Les négociations entre pouvoir et opposition demarrent ce lundi au Togo. Les deux camps qui s'affrontent depuis 6 mois sont invités autour d'une table afin de trouver un accord devant permettre au pays de retrouver sa quiétude d'antan.

Le pouvoir et l'opposition dialoguent ce lundi au Togo

Sous la houlette de Nana Akufo-Addo, sept (7) délégués de l'opposition et sept (7) autres du pouvoir seront réunis, à partir de ce lundi, pour trouver des voies de sortie de crise au Togo. Cette initiative du président ghanéen est d'autant plus salutaire que le climat sociopolitique ne fait que se dégrader dans cet État voisin.

Les points culminants de ce rendez-vous s'articulent autour des reformes institutionnelles et le rétablissement de la Constitution de 1992, mais aussi, l'organisation d'un référendum constitutionnel.

Avant la tenue de ce dialogue politique, des préalables ont été posés par les deux camps. Pour l'opposition, l'ouverture de ces assises est subordonnée à la libération de ses militants arrêtés et la remise en liberté des personnes détenues depuis 2013 dans l'affaire des incendies des deux grands marchés du pays. Le pouvoir quant à lui, rejette toute idée de départ immédiat du président Faure Gnassingbé à l'instar de l'ex-président sud-africain, Jacob Zuma.

Cette initiative est tout aussi remarquable qu'appréciable dans la mesure où depuis 1967, la famille Gnassingbé règne sans partage au Togo. L'Afrique fait un pas déterminant vers la démocratie et surtout l'alternance politique. Mais, jusque-là, des presidents africains sont inlassablement accrochés au trône et la démocratie vénérée de tous ne semble pas dire grand-chose à ces élitistes.

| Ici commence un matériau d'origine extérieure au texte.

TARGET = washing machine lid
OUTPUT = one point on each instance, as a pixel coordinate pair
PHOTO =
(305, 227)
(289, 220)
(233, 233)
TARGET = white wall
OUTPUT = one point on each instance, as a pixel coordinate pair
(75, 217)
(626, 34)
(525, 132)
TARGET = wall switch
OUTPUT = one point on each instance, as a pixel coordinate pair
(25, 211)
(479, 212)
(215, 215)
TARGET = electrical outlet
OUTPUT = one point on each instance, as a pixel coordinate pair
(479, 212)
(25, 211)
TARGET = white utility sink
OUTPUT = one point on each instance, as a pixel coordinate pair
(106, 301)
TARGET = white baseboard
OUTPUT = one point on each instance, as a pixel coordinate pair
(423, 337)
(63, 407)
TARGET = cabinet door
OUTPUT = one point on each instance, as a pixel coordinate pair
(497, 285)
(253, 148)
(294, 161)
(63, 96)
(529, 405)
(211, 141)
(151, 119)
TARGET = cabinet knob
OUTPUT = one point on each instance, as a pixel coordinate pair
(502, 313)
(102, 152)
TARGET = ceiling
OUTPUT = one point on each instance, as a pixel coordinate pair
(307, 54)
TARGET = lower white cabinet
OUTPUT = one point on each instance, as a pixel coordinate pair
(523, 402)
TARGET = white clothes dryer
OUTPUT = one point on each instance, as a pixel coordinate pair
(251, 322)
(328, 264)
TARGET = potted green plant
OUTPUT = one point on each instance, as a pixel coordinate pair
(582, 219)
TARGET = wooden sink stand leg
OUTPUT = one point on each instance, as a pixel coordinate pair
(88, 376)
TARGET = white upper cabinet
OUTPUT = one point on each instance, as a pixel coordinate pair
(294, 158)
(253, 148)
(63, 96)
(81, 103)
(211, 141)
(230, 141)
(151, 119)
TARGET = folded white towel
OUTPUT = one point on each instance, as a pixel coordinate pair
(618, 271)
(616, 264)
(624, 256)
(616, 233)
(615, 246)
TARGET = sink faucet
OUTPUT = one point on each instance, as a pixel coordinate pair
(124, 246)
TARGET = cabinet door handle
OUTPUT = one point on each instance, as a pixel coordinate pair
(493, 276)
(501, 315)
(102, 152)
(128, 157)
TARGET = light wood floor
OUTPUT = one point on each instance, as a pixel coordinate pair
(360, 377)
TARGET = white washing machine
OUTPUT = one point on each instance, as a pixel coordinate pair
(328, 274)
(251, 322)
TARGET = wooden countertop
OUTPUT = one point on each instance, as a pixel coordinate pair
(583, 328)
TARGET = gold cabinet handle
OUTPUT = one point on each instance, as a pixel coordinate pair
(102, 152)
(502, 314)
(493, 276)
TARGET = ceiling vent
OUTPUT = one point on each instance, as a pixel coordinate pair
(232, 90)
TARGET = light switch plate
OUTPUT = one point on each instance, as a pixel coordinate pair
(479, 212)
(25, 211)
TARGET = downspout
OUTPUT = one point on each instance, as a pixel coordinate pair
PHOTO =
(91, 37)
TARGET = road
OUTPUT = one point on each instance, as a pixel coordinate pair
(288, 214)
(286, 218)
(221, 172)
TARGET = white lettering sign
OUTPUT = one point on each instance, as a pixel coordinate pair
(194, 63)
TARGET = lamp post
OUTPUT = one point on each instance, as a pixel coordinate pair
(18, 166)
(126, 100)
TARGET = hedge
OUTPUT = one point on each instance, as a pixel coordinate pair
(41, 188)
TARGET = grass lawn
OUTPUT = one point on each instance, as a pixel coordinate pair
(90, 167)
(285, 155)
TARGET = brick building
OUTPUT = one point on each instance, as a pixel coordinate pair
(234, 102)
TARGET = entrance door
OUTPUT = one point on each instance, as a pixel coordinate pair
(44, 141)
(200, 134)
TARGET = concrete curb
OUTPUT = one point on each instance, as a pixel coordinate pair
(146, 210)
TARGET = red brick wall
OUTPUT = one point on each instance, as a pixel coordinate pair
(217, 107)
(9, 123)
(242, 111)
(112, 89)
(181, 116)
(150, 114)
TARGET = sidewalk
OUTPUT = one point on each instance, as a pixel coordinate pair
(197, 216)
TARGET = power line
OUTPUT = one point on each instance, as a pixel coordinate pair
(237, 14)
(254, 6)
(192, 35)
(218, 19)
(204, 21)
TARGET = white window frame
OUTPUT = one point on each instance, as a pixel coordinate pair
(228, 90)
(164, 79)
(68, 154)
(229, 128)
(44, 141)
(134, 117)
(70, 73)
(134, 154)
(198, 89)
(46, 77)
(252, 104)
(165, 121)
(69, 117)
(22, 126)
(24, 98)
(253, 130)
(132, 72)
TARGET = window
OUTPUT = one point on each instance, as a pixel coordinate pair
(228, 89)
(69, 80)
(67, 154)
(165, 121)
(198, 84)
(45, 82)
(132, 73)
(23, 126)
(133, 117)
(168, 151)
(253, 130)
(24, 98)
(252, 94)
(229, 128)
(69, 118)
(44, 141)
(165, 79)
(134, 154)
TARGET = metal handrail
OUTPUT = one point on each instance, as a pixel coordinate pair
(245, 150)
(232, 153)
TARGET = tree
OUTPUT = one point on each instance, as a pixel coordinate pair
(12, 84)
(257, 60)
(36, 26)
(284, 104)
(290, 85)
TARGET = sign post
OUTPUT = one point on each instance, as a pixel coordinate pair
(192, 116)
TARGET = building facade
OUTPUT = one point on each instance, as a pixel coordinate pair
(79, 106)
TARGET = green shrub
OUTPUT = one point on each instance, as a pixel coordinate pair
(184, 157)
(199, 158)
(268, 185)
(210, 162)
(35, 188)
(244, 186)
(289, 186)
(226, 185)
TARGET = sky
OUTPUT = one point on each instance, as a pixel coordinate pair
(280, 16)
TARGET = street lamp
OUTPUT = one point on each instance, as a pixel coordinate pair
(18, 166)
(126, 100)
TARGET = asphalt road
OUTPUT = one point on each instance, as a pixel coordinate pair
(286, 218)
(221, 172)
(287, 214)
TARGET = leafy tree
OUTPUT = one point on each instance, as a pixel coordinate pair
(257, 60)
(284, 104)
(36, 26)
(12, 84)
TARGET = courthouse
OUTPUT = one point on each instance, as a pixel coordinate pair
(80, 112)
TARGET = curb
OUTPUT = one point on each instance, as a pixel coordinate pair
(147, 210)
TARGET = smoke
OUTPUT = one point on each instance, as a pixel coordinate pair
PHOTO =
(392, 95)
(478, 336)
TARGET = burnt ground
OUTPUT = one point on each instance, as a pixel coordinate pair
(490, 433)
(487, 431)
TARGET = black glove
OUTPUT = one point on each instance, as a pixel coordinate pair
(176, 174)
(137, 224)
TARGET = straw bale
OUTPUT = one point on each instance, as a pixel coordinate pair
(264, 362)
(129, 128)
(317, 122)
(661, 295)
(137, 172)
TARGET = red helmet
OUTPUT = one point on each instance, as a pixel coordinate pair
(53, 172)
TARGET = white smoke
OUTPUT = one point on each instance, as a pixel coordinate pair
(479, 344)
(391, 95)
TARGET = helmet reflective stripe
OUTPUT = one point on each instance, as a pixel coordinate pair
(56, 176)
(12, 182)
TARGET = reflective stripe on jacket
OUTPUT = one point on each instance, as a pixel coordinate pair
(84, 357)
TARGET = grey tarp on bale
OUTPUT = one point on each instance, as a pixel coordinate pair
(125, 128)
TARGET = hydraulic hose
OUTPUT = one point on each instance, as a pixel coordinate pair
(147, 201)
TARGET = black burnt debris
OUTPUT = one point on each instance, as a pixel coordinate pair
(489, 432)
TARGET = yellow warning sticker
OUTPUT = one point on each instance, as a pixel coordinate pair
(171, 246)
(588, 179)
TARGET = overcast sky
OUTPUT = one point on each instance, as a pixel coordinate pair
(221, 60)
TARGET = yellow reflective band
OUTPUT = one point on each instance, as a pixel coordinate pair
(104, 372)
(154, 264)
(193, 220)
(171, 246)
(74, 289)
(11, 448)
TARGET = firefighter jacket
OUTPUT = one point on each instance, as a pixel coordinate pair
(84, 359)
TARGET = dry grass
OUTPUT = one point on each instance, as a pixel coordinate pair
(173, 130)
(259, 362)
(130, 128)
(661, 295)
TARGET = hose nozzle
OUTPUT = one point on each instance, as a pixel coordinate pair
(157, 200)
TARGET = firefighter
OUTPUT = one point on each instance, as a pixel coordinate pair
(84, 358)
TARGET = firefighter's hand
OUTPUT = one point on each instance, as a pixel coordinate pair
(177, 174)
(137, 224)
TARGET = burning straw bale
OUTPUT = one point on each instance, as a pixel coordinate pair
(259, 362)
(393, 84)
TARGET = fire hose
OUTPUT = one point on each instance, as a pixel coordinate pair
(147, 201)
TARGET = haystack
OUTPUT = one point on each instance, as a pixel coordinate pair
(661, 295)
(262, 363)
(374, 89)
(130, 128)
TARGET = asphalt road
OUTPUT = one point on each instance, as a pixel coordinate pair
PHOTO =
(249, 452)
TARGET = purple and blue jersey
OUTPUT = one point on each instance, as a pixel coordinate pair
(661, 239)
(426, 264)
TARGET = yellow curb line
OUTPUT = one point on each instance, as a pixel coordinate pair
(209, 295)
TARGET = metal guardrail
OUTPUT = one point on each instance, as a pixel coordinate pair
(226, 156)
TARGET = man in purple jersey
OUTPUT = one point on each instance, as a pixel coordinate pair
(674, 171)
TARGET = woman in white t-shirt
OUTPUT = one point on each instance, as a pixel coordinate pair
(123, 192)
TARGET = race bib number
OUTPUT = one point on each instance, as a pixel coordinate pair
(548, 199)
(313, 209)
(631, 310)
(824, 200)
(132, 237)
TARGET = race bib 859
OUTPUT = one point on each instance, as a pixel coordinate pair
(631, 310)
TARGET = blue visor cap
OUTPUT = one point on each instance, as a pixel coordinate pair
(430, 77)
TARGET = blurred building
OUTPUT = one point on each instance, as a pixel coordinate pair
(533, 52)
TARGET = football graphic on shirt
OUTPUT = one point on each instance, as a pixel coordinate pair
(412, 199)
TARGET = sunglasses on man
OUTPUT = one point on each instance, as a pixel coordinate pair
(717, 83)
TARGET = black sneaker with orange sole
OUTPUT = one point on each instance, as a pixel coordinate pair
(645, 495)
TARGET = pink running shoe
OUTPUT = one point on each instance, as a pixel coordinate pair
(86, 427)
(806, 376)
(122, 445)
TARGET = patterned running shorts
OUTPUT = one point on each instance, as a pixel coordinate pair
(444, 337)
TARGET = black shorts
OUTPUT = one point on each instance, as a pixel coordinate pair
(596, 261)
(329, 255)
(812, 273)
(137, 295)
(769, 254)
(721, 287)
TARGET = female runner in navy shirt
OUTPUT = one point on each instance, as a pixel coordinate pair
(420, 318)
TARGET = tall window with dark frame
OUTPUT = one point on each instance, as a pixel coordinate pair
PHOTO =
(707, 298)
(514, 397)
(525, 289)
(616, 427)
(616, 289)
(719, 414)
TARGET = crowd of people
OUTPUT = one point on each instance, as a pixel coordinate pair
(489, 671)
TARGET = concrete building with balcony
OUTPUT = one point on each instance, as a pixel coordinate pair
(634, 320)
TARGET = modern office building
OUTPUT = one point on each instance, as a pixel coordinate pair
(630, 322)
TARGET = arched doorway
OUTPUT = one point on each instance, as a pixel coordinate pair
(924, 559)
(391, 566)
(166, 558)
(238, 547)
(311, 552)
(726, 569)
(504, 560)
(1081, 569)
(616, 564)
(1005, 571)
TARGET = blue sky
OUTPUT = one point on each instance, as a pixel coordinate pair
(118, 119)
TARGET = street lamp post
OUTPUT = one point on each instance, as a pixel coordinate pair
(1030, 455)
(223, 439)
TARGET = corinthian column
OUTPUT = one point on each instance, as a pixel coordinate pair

Notons qu'au Cameroun, l'octogénaire Paul Biya a passé 35 ans au pouvoir sans aucune alternance. Au Gabon, la famille Bongo détient la magistrature suprême du pays depuis 1967. Au Zimbabwe, l'ex-président Robert Mugabe a passé 30 ans à la tête du pays avant d'être contraint par l'armée en 2017 de céder le pouvoir, alors que des rumeurs annonçaient sa volonté de se faire succéder par son épouse.